Cambridge University researchers have detailed a new way targeted vulnerabilities can be introduced into source code while making them invisible to human code reviewers, allowing for extensive supply-chain attacks.


“We have discovered ways of manipulating the encoding of source code files so that human viewers and compilers see different logic. One particularly pernicious method uses Unicode directionality override characters to display code as an anagram of its true logic,” professor Ross Anderson explained.

The Trojan Source bugs and attacks patterns

Anderson and fellow researcher (and PhD student) Nicholas Boucher have revealed two attack patterns, collectively dubbed Trojan Source attacks.

CVE-2021-42574 is a vulnerability in the bidirectional algorithm in the Unicode Specification. Attackers can use Unicode control characters to reorder tokens in source code at the encoding level, and effectively allow them to craft code that is see one way by compilers and another way by human reviewers. The researchers dubbed this the Bidi attack, and fear that it could lead to widespread supply-chain attacks on source code.

CVE-2021-42694 is an exploitable issue in the character definitions of the Unicode Specification. Attackers can use homoglyphs to produce source code identifiers (e.g., function names) that are visually identical to a target identifier.

“This adversarial function then performs some malicious action, then optionally calls the original function it is impersonating. When defined in upstream dependencies such as open source software, these adversarial functions can be imported into downstream software and invoked without visual indication of malicious code,” the researchers noted. They dubbed this the homoglyph attack.

More technical details can be found in their paper.

Fixing the problem

The researchers created POCs and verified that the Trojan Source attacks work in C, C++, C#, JavaScript, Java, Rust, Go, and Python. They believe other programming languages that support internationalized text in comments and string literals may be vulnerable as well.

They also proposed a number of defense measures that should be implemented in compilers, interpreters, and build pipelines supporting Unicode; language specifications; and code (text) editors and repository front-ends.

They disclosed their findings (under embargo) to a variety of organizations and companies that can work on building these defenses.

“We are of the view that the long-term solution to the problem will be deployed in compilers. We note that almost all compilers already defend against one related attack, which involves creating adversarial function names using zero-width space characters, while three generate errors in response to another, which exploits homoglyphs in function names,” they shared.

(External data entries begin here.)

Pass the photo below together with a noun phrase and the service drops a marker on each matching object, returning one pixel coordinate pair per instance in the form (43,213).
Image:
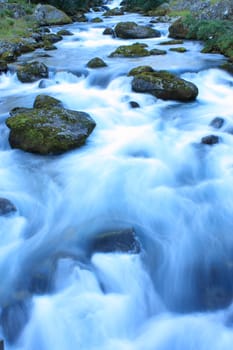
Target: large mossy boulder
(122,241)
(96,62)
(134,50)
(178,29)
(49,128)
(31,72)
(50,15)
(165,85)
(131,30)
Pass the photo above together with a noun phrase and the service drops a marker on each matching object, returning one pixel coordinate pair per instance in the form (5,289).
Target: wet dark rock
(13,320)
(31,72)
(134,50)
(45,101)
(64,32)
(50,15)
(6,207)
(217,122)
(124,241)
(210,140)
(131,30)
(96,20)
(117,11)
(3,67)
(48,130)
(157,52)
(96,63)
(108,31)
(178,49)
(165,85)
(134,104)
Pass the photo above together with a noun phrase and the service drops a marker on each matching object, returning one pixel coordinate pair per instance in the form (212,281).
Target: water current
(143,168)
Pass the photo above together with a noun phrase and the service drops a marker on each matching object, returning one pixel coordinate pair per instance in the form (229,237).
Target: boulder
(178,29)
(6,207)
(108,31)
(3,67)
(210,140)
(131,30)
(134,50)
(45,101)
(117,11)
(49,129)
(165,85)
(123,241)
(50,15)
(31,72)
(96,63)
(64,32)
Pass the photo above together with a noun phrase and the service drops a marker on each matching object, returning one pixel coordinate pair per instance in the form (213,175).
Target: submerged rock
(210,140)
(134,50)
(31,72)
(50,15)
(131,30)
(123,241)
(96,63)
(6,207)
(48,128)
(165,85)
(217,122)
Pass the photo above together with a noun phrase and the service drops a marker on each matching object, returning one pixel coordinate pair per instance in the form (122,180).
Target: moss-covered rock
(64,32)
(50,15)
(140,70)
(3,67)
(45,101)
(52,130)
(96,20)
(31,72)
(178,49)
(131,30)
(96,63)
(134,50)
(165,85)
(157,52)
(172,42)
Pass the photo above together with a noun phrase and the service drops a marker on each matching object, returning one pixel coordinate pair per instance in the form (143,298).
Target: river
(143,168)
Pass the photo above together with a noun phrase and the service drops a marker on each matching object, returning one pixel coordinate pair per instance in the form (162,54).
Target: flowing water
(143,168)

“About half of the compiler maintainers we contacted during the disclosure period are working on patches or have committed to do so. As the others are dragging their feet, it is prudent to deploy other controls in the meantime where this is quick and cheap, or relevant and needful. Three firms that maintain code repositories are also deploying defences. We recommend that governments and firms that rely on critical software should identify their suppliers’ posture, exert pressure on them to implement adequate defences, and ensure that any gaps are covered by controls elsewhere in their toolchain.”

Organizations that have already implemented fixes and are working on detections in their supply chain include the Rust teamGitHubRedHat, and Atlassian (multiple products are affected).

Anderson and Boucher said that after scanning as much of the open source ecosystem as they could for signs of Trojan Source attacks in the wild, they mostly found false positives.

“However, we did find some evidence of techniques similar to Trojan Source attacks being exploited. In one instance, a static code analysis tool for smart contracts, Slither, contained scanning for right-to-left override characters,” they noted.

“We also discovered multiple instances of JavaScript obfuscation that used Bidi characters to assist in obscuring code. This is not necessarily malicious, but is still an interesting use of directionality overrides. Finally, we found multiple implementations of exploit generators for directionality override in filename extensions.”

In the wake of the release of this research, Péter Szilágyi, team lead at Ethereum, pointed out that he discovered the (Bidi) issue five years ago and reported it to the team developing the Go programming language.